# Video Time!



## MaddieMagoo (Aug 14, 2007)

Okay...so I FINALLY was able to shoot a video today of us playing...or at least attempting to. Please read the Info box that goes along with a YouTube video...it took me on the third try to finally get that! WHEW! Any suggestions are always appreciated! =] 

Here is the link:


```
http://www.youtube.com/watch?v=vvDvXlZlo9A
```


----------



## Megora (Jun 7, 2010)

Here you go...

Why are you grabbing her scruff?


----------



## MaddieMagoo (Aug 14, 2007)

Oops...didn't realize the video didn't post well! Sorry!

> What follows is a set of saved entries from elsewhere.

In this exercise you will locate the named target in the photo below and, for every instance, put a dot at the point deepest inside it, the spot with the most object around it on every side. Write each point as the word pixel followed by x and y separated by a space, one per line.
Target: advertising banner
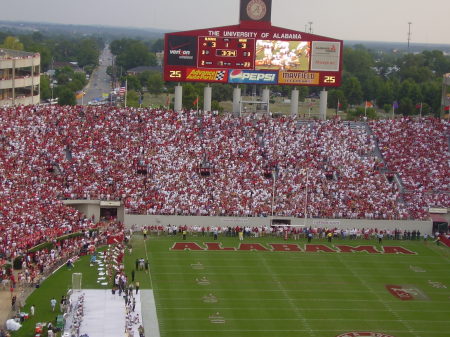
pixel 253 77
pixel 298 77
pixel 207 75
pixel 325 56
pixel 182 50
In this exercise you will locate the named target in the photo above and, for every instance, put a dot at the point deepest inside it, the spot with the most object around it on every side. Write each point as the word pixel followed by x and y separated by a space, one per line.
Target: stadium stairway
pixel 385 170
pixel 445 240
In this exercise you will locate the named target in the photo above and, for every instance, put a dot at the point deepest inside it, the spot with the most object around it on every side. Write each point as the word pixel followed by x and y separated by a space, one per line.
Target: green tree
pixel 157 46
pixel 406 106
pixel 335 96
pixel 155 83
pixel 65 96
pixel 133 83
pixel 132 99
pixel 190 94
pixel 11 42
pixel 88 52
pixel 410 89
pixel 385 94
pixel 352 89
pixel 132 53
pixel 46 91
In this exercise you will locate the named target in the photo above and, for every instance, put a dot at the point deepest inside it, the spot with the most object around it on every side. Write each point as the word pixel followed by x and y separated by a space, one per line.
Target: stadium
pixel 174 222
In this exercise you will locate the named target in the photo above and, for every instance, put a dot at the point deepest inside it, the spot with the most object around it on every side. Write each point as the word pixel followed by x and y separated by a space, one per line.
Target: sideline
pixel 149 314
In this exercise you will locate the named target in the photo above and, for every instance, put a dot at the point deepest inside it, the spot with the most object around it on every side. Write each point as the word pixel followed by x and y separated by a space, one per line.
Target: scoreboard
pixel 270 55
pixel 233 53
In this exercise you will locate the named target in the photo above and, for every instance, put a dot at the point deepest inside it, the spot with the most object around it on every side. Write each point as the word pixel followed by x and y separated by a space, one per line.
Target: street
pixel 100 82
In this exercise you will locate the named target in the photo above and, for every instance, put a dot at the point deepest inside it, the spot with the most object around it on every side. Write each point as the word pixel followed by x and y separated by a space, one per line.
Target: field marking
pixel 288 298
pixel 317 300
pixel 285 330
pixel 309 309
pixel 148 271
pixel 311 319
pixel 386 305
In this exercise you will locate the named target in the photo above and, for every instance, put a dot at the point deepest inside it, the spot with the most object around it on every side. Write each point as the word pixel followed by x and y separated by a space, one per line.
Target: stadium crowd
pixel 419 152
pixel 153 161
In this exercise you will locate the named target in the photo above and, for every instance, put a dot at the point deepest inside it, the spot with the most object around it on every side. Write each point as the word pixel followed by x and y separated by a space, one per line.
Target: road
pixel 100 82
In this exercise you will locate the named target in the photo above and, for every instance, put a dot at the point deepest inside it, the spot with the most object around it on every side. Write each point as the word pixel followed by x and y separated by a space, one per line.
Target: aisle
pixel 104 314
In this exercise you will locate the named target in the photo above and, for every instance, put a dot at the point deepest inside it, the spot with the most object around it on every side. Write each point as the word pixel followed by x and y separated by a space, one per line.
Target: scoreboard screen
pixel 226 53
pixel 233 54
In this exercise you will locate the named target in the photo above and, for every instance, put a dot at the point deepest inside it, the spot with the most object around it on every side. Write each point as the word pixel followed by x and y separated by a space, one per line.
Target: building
pixel 19 77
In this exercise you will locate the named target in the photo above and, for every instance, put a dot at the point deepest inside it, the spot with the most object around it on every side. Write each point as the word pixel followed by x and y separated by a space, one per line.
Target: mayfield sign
pixel 364 334
pixel 290 247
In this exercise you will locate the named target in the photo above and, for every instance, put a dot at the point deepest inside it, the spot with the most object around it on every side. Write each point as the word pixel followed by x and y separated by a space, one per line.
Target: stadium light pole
pixel 409 34
pixel 306 197
pixel 274 178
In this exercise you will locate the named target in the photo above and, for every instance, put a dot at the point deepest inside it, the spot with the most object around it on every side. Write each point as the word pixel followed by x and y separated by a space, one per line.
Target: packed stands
pixel 419 152
pixel 162 162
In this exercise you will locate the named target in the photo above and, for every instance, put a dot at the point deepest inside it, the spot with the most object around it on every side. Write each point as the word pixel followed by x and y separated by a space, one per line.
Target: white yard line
pixel 149 314
pixel 289 299
pixel 381 301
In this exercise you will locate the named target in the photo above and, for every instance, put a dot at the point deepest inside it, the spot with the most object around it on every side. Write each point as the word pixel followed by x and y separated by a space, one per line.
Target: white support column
pixel 266 95
pixel 178 98
pixel 323 104
pixel 236 101
pixel 294 102
pixel 207 96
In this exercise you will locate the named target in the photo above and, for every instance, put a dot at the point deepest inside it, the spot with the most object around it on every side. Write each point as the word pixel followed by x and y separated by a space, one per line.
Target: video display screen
pixel 282 55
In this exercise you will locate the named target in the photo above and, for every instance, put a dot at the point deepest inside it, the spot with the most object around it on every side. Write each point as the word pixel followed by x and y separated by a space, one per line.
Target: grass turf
pixel 266 293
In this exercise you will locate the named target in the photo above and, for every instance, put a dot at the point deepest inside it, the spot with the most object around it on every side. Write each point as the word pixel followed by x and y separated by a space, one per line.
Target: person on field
pixel 53 303
pixel 380 237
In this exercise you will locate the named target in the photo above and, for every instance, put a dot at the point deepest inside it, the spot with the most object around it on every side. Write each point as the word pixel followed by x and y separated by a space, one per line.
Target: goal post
pixel 76 281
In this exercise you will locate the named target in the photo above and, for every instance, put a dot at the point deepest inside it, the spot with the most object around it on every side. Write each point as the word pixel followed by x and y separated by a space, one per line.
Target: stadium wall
pixel 425 227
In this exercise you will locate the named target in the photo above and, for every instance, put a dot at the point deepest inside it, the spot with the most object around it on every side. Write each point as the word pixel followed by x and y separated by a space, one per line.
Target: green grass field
pixel 274 294
pixel 266 293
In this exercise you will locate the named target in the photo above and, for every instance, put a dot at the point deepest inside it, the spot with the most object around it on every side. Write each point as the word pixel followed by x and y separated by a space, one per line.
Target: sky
pixel 381 20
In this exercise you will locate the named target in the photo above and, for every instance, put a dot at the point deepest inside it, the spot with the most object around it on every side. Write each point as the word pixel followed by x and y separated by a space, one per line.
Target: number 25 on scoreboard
pixel 329 79
pixel 175 74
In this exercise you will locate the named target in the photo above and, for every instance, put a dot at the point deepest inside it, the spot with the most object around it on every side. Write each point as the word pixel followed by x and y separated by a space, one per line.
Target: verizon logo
pixel 180 52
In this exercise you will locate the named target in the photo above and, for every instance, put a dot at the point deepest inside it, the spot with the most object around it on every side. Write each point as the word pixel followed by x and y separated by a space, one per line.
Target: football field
pixel 269 287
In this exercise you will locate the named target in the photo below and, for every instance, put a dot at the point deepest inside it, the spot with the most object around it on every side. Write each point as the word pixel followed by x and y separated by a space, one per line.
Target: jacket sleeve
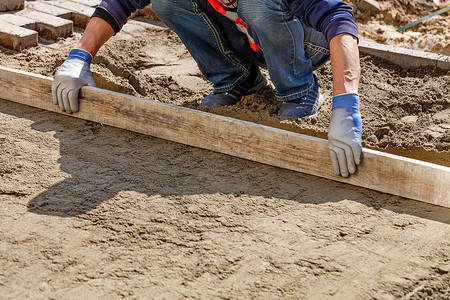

Megora: It's actually her collar...doing motivational collar pops, I think Jodie can back me up on this one (one of Linda's techniques).


----------



## MaddieMagoo (Aug 14, 2007)

I should add a little not to this. I'm trying to put more of myself into these sessions to get her "up"....which means I'm not using any food. The motivational collar pops are originally taught using food, and eventually you need to wean off of them. So...towards the end she is driving for the toy..which is a good sign. Please don't think that I'm hurting her in any way. I feel that by the end of the 2 minutes she is where she was a few months ago...playing with me.


----------



## Megora (Jun 7, 2010)

This is mainly a bump for you, hoping those knowledgable with that kind of training will post better insight here... 


One concern I had watching the video (and keep in mind I'm not up to speed on this method of training and don't even play tug with my dog ever) - at the beginning when you have her in a sit and you are approaching her with the toy to do the motivational pops with her, she had her ears back and she looked like she was getting a correction or getting handled rough for her. Especially when you yanked her off her feet. I did see her get into the middle and when you did the spins, but that beginning part was worrisome for me.


----------



## FlyingQuizini (Oct 24, 2006)

There are some good moments in there where she seems to be enjoying the game! You did a nice job of using your personality and energy to help get her up.

A few random thoughts:

If the goal is to get her to play -- to use play as a release and a way to build her up -- I would specifically avoid the "motivational collar pops" b/c they have the same contextual set up to other things that might not be as fun. (It looks a bit like your early dumbbell work, too.) I understand the concept of a motivational pop, and I've seen several people use them. I've also seen many dogs who tolerate them just fine, but appear, based on body language, to not find them as motivating as their handlers had hoped. The set up just looks too formal to me. [*Editing to Add:* Early on, I did the Teri Arnold motivational pop technique. I still think that in most dogs, what it does is desensitize to the leash pop correction so as not to be so flattening to the dog (creating the dogs who tolerate it well) vs. truly becoming a conditioned reinforcer. I think to reach true, conditioned reinforcer - where the dog has a clearly visible, HAPPY, conditioned emotional response, it would take far more repetitions that were systematically increased in intensity.]

I'd play with either an anticipation chase game or something using the opposition reflex where you push at her (like pushing her away), lightly at first, and see if you can build on that. For the chase game ... she sits ... you start slinking off ... "ready ... ready ... ready ... ready ... GET IT!" and you run off, encouraging her to chase you and come get the toy.

If you're trying to build play skills, I think you should be VERY careful about corrections in play. You corrected her for her slow "in place" or whatever you called your come-sit-at-heel behavior. Might not seem like much of a correction to you, but it was to her. You can see lip-licking from 1:38-1:40 -- a calming signal in dogs; she's stressed. (You also had a little avoidance at ~:28) I'm not saying to ignore slow responses, but in training, you can really only concentrate on one thing at a time, so if your goal is to build play skills, I'd concentrate on that. You can always address the issue w/o a correction that might potentially flatten the dog. I'd have either pushed her away (assuming I'd already taught that me-pushing-dog isn't viewed as bad or scary) in a sort of "woohoo! too slow! try again!" or I might have ran off ... "too slow! try again...." and maybe on the second cue offered more of a hand signal with the verbal. Also, if you aren't used to going from play directly into an obedience behavior, remember that it might take her a few sessions to get on board with the swift gear changes.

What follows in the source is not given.